Capolavoro sommerso della letteratura sovietica, spesso banalizzato come la “risposta russa a Bukowski”, ma in realtà molto più vicino a Gogol’ o a un Dostoevskij in coma etilico.
Scritto tra la fine degli anni Sessanta e i primi Settanta, circolò in Unione Sovietica come samizdat, cioè in forma clandestina, durante gli anni plumbei della stagnazione brezneviana. Tradotto per la prima volta in Israele nel 1973, poi in Francia e in Italia (Feltrinelli), il testo divenne presto un cult sotterraneo, simbolo della disperazione ironica dell’intellettuale sovietico disilluso
Il romanzo racconta un viaggio in treno di appena centocinquanta chilometri, da Mosca alla cittadina di Petuški, trasformato da Erofeev in una vertigine alcolica e metafisica.
Lungo il percorso, reale e insieme allucinatorio, il protagonista – un ubriacone lucido, un filosofo dei bar, un poeta della sconfitta – attraversa paesaggi interiori e stazioni simboliche che diventano la mappa deformata della società sovietica.
Violento, sarcastico, eppure intriso di pietà e malinconia, Mosca – Petuški è una satira feroce e una parabola esistenziale: un viaggio dentro il delirio di un uomo e, attraverso di lui, nella follia di un intero sistema.
Tra iperboli, citazioni bibliche e paradossi comici, Erofeev costruisce un’epica del fallimento, dove la miseria quotidiana si trasfigura in poesia e il reietto diventa eroe tragico.
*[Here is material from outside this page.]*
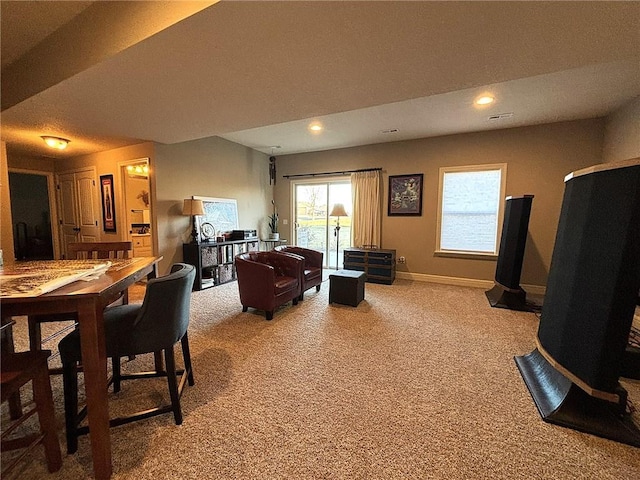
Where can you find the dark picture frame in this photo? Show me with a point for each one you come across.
(405, 195)
(108, 203)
Nel finale, la corsa si dissolve in una rivelazione tragica e beffarda: la realtà e il sogno collassano, lasciando il lettore in sospensione tra tragedia e farsa.
Negli anni Settanta e Ottanta il libro divenne un culto per pochi, poi scivolò nell’oblio dei capolavori dimenticati — quelli che non invecchiano, ma continuano a fermentare sotto la superficie del tempo.